By Melissa Culbertson

Your writing and your blog design need to be in sync. Everything that surrounds your words affects how readers perceive those words. When you define your writing, blog design choices become easier. Your niche, voice, and tone all influence blog design elements, including

  • Font choice and size

  • Blog colors

  • Imagery you use

Sometimes even experienced bloggers have a hard time describing what they write about because they just write what’s top-of-mind and then click the Publish button. Even if that’s part of your shtick (say, you’re known for your amazing randomness), you should still have an underlying voice and tone to your writing. For example, you make even the most mundane parts of life sound hysterical.

Carving out a niche (or not)

A niche simply means the topic that you write about. In the blogging world, you find two camps: those who believe you must have a niche to be successful, and those who think you can be successful without one.

Having a niche can seem more manageable because you have a tighter focus and you don’t have to meet the needs of many different audiences. Because niche blogging really digs into a specific topic, it’s easier to be seen as an expert or a thought leader about your topic. You may also attract more readers because niche blogs can generate more traffic from search engines.

Not having a niche might give you more flexibility, though, especially if you’re passionate about more than one topic but lack the time to run multiple blogs. Parent bloggers are a perfect example of this. A mom blogger may share stories about her children, write about family-friendly recipes, share the latest fashion trends, and document a weight loss journey all in one blog.

One great example of blogging without a niche is the blog Jenny on the Spot. Jenny writes about everything from parenting to style to health. She places some of her blog’s main topics within easy sight in the navigation menu. Then her home page segments her latest blog posts around those topics and more. Even though she writes about many things, her blog design and content tie together.

[Credit: © Jenny Ingram, Jenny On the Spot]

Credit: © Jenny Ingram, Jenny On the Spot

On the other hand, not having a niche can hinder your ability to stand out as an expert or a leader. Without a niche, you may have a harder time branding yourself because you blog design has to encompass the many topics you want to write about.

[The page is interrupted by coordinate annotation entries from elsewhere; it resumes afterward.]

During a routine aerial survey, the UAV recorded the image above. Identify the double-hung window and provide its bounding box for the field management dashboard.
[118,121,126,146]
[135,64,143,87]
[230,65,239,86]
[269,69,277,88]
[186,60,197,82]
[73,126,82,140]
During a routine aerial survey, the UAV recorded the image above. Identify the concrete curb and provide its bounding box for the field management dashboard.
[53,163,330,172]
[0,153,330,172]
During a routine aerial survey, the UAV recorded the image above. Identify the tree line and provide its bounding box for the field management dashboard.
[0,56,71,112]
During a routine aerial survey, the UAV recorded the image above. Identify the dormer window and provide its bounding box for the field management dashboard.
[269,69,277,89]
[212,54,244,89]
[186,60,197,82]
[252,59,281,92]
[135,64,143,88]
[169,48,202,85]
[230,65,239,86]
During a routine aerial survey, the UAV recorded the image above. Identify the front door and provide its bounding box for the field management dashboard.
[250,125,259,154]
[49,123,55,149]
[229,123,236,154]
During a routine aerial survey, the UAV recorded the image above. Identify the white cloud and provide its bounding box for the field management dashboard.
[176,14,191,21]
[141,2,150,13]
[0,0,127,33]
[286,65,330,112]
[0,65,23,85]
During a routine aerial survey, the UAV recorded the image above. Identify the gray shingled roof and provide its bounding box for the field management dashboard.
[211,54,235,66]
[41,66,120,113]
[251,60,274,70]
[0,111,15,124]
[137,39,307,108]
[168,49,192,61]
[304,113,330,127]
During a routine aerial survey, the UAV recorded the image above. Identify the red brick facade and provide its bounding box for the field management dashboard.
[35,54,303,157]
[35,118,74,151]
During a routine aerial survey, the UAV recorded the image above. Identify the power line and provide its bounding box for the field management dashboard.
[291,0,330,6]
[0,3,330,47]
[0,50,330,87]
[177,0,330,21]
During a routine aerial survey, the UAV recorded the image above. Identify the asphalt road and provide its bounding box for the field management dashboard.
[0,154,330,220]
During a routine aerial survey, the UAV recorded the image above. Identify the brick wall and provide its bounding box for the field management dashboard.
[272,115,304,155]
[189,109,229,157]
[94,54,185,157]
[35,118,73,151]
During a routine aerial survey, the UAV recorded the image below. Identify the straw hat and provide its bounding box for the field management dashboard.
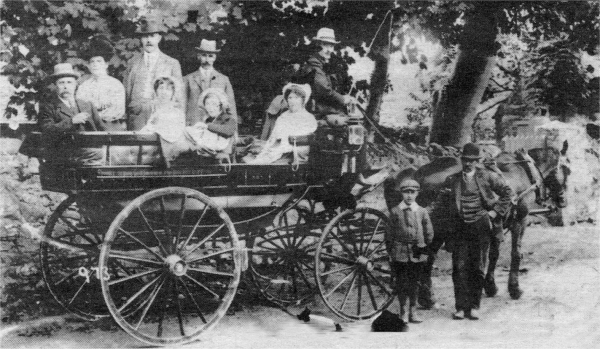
[283,83,312,105]
[48,63,79,82]
[196,39,221,53]
[313,28,340,44]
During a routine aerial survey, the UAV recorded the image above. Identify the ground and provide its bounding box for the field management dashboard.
[0,224,600,348]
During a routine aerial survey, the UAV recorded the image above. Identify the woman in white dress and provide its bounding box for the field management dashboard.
[246,84,317,164]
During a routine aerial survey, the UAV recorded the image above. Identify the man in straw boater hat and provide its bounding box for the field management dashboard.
[183,39,241,126]
[438,143,512,320]
[38,63,101,160]
[77,37,127,131]
[300,28,356,124]
[123,18,183,131]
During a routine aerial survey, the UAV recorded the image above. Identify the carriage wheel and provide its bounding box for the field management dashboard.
[40,196,108,320]
[100,187,243,345]
[249,207,320,306]
[315,208,394,320]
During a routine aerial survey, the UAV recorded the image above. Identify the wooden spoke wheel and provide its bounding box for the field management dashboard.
[100,187,244,345]
[40,196,109,320]
[248,207,320,306]
[315,208,394,320]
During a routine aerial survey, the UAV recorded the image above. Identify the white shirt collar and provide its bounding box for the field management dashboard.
[463,169,475,179]
[400,200,419,211]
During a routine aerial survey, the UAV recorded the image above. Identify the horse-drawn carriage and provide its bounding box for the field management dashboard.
[25,117,393,345]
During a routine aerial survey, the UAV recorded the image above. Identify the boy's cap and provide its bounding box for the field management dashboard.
[400,178,421,191]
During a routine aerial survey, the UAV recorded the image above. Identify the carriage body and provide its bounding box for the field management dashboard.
[32,124,392,345]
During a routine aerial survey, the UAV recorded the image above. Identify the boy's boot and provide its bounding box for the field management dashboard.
[408,305,423,324]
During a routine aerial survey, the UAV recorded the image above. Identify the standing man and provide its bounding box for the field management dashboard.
[77,38,127,131]
[446,143,512,320]
[300,28,356,124]
[183,39,242,126]
[38,63,101,161]
[123,19,183,131]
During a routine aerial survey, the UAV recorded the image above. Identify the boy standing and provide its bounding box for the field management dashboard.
[386,179,433,323]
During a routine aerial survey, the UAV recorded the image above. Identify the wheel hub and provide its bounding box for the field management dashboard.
[165,254,187,276]
[356,256,375,271]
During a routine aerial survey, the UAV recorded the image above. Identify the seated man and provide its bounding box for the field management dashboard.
[77,38,127,131]
[38,63,103,165]
[300,28,356,125]
[244,84,317,164]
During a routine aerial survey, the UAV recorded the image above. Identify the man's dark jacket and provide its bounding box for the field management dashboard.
[300,53,346,117]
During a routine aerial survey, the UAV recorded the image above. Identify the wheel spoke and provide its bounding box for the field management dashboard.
[364,218,381,253]
[109,251,163,266]
[69,279,87,305]
[330,226,356,257]
[187,247,234,263]
[137,206,168,256]
[188,267,233,277]
[108,268,162,286]
[340,273,358,311]
[356,273,362,316]
[119,228,164,261]
[321,252,355,265]
[363,274,377,310]
[135,278,167,330]
[183,224,225,259]
[173,276,185,337]
[180,280,206,323]
[173,195,186,252]
[178,205,208,252]
[325,271,356,298]
[184,275,221,299]
[321,265,354,276]
[118,274,164,312]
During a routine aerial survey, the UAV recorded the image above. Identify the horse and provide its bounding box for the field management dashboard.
[404,141,570,307]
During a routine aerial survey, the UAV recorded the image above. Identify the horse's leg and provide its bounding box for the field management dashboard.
[483,232,502,297]
[508,204,528,299]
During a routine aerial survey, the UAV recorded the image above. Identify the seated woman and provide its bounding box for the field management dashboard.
[244,84,317,164]
[185,88,238,155]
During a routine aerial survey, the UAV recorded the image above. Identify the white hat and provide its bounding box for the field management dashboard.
[198,87,229,109]
[196,39,221,53]
[313,28,340,44]
[283,83,312,105]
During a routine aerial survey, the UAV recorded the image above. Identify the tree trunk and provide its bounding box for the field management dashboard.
[430,2,499,147]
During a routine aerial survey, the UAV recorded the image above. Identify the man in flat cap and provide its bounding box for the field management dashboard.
[300,28,356,124]
[77,37,127,131]
[38,63,101,161]
[446,143,512,320]
[123,18,183,131]
[183,39,241,126]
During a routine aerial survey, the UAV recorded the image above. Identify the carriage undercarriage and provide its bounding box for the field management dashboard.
[34,123,393,345]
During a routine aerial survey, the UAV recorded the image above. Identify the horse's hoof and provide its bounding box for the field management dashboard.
[508,287,523,300]
[483,278,498,297]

Even if you decide you don’t need a niche for your blog, you still need to establish your voice and tone. Think about your favorite magazine. That magazine may write about many different topics, but one section doesn’t sound like a completely different magazine than another section because the voice and tone are consistent.

Showcasing your voice

Voice refers to the distinct personality of your writing. Voice combines attitude, style, and your personal character to give your blog a certain “feel.” If your audience could read two very different articles from you and still know they’re both written by you, then you’ve mastered your voice.

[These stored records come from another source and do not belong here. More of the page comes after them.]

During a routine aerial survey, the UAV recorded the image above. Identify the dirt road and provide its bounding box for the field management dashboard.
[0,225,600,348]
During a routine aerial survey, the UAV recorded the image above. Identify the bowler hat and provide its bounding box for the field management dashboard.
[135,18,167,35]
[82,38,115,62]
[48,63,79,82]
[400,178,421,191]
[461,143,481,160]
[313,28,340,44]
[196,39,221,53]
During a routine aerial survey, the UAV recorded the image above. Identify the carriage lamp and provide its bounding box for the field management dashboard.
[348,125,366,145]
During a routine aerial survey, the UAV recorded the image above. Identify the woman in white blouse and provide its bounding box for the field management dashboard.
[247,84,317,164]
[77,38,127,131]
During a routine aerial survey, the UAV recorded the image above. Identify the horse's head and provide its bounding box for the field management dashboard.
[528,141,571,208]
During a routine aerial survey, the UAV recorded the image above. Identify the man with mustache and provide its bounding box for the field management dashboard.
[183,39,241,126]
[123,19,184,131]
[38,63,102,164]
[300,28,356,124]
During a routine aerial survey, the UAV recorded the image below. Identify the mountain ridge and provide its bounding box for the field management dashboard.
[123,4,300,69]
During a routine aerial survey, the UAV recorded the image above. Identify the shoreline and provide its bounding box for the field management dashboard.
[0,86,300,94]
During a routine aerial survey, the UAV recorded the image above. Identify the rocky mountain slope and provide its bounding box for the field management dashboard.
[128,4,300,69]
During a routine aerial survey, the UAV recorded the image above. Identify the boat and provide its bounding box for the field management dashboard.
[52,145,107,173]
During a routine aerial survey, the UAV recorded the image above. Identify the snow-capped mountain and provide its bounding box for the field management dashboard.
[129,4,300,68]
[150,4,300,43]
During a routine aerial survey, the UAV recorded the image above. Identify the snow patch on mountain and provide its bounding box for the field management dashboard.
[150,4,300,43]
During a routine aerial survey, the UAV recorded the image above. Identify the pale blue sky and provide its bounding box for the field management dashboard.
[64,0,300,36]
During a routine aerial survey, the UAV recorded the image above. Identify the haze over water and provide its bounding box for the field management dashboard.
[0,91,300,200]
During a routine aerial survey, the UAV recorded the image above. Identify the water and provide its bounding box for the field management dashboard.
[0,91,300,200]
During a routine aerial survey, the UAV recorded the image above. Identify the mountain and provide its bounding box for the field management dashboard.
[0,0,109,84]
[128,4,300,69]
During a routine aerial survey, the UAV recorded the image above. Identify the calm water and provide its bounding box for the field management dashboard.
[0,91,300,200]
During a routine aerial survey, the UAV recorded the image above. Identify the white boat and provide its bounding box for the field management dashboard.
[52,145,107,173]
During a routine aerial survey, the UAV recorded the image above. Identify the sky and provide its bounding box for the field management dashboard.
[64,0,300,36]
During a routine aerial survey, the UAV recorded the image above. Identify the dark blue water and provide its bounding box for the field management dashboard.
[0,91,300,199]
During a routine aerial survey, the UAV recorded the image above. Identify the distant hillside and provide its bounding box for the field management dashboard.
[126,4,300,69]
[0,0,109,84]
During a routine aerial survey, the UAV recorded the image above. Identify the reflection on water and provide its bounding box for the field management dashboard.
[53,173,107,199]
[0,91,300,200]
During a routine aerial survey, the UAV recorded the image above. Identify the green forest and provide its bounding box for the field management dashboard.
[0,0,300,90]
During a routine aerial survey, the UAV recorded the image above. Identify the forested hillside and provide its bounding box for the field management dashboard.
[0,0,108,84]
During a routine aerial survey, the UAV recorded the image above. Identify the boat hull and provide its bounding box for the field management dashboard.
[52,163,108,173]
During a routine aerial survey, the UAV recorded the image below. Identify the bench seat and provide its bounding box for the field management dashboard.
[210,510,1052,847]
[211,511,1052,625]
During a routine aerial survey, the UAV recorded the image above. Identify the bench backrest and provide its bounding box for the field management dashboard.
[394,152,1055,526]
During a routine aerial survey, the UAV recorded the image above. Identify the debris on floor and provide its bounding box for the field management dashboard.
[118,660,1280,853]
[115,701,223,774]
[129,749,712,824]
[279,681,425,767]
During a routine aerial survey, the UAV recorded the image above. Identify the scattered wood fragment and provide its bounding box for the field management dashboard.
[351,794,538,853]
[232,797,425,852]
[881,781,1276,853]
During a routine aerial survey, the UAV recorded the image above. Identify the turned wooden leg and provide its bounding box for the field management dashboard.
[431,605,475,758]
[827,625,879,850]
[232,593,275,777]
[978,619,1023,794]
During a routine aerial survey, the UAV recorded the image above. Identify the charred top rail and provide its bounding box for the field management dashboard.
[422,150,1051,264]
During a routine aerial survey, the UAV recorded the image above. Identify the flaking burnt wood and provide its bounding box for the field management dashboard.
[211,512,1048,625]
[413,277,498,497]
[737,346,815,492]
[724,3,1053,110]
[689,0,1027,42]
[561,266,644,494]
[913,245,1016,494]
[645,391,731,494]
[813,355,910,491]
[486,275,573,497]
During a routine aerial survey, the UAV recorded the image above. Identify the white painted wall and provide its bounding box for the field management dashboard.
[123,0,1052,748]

Defining your voice comes more naturally for some bloggers than others. And that’s perfectly okay. More than likely, your voice will also develop as you do as a writer. To better define your voice, ask yourself these three questions:

  • Who are you writing for?

  • Why are you writing?

  • What do you want readers to “get” about you through your writing?

Voice is an integral part to your brand so by answering these questions, your voice becomes more apparent and defined. Spend some time with these questions because the blog design decisions you make should take your voice into consideration.

Readers see your design before they have time to read the content. However, your blog design should feel like your voice. For example, if your writing is sarcastic and dry, your blog shouldn’t be whimsical or flowery.

You can also emphasize voice in your blog design by how you actually format your blog posts. Word choice and sentence structure are part of writing but they are visual, too.

If you don’t have a niche, really understanding and developing your voice and tone becomes even more critical.

Determining your tone

Tone is your blog’s mood or attitude. When you write, do you sound snarky, kind, serious, fun, sarcastic, reassuring, helpful, earnest? Your audience doesn’t have the benefit of understanding your words through facial expressions, gestures, or the pitch of your voice. You have just one thing: tone.

People often confuse tone with voice, but tone is actually part of your voice. You’ve likely heard the phrase “tone of voice.” While your voice may be humorous, your tone might be sarcastic. The tone of your writing can vary a little from post to post, but your voice should remain consistent.

Tone can also vary depending on your target audience or their feelings. Think about how you would share big news with an adult friend versus a child. You’d probably use different words and inflect your voice differently. Or if you were sharing big news with someone who thought might object, you might vary your tone again to keep in mind their feelings.

Look over blog posts you’ve written and write down adjectives to describe the overall tone in your writing. Then think about what those adjectives do and don’t mean.

No matter what your tone, make sure it’s authentic and doesn’t feel forced.

For a really slick look at how a company uses tone to adapt to their audience’s feelings, check out the MailChimp site Voice and Tone.